In high-risk patients, such as those with pre-existing cardiac disease or who receive a high heart dose, more frequent monitoring during and immediately after cancer treatment may be appropriate. Cardiac toxicity of radiotherapy may not become apparent until a patient has symptoms and incidence is difficult to determine. For example, high rates of radiation-induced pericardial disease have been reported on follow-up imaging of patients months or even years after radiotherapy for both lung and oesophageal cancers [18,19]. Most pericardial pathology is asymptomatic and resolves without intervention, although some patients can develop severe pericardial pathology; therefore, it is important to continue to monitor these patients. More research is needed to determine the type and frequency of follow-up needed in high-risk patients.
It is important that patients are made aware of the cardiac risk associated with radiotherapy during the consent process for their cancer treatment and encouraged to follow healthy lifestyle recommendations in order to minimise their individual cardiac risk.

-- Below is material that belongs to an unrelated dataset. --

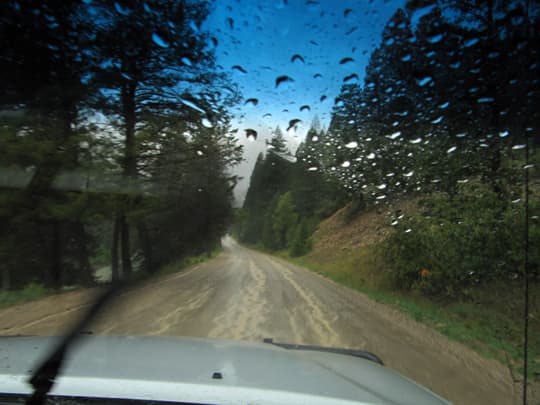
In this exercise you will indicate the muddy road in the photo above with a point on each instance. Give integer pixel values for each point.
(244, 294)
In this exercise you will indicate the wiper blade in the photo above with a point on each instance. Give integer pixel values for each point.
(45, 375)
(363, 354)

Cardiac radiotherapy for arrhythmia: a new indication
SABR is used for the treatment of early lung tumours and is increasingly being explored as a treatment option for refractory cardiac arrhythmias. Small case series in patients with electrical storm or ventricular tachycardia (VT) have demonstrated that a single dose of 25 Gy can reduce the VT burden with minimal short-term side effects [20]. In these series, the radiotherapy target was defined using electrocardiographic imaging, single-photon emission computed tomography (CT) and cardiac magnetic resonance imaging. Cardiac SABR may provide a treatment option for patients with refractory VT and could also give invaluable data on the effect of radiation on the heart. Close collaboration between radiation oncologists and cardiologists is essential in planning, delivering and evaluating this novel treatment.
Conclusion
Radiotherapy techniques have evolved considerably in the last 20 years, resulting in a decreased exposure to the heart in patients treated for HL and breast cancer, and a reduced risk of RIHD compared with the pre-2000 era. However, due to the latency of RIHD, cancer survivors treated pre 2000 may still present with late cardiac toxicity and require active cardio-oncology care. In addition, a subgroup of patients treated today will remain at risk of developing RIHD either because the size and location of their cancer makes it impossible to avoid the heart completely or because of pre-existing conditions/comorbidities. Radiotherapy is a highly individualised treatment; therefore, identification of patients at risk may be better achieved in a multidisciplinary context, including cardiology and medical oncology/haematology as well as radiation oncology professionals.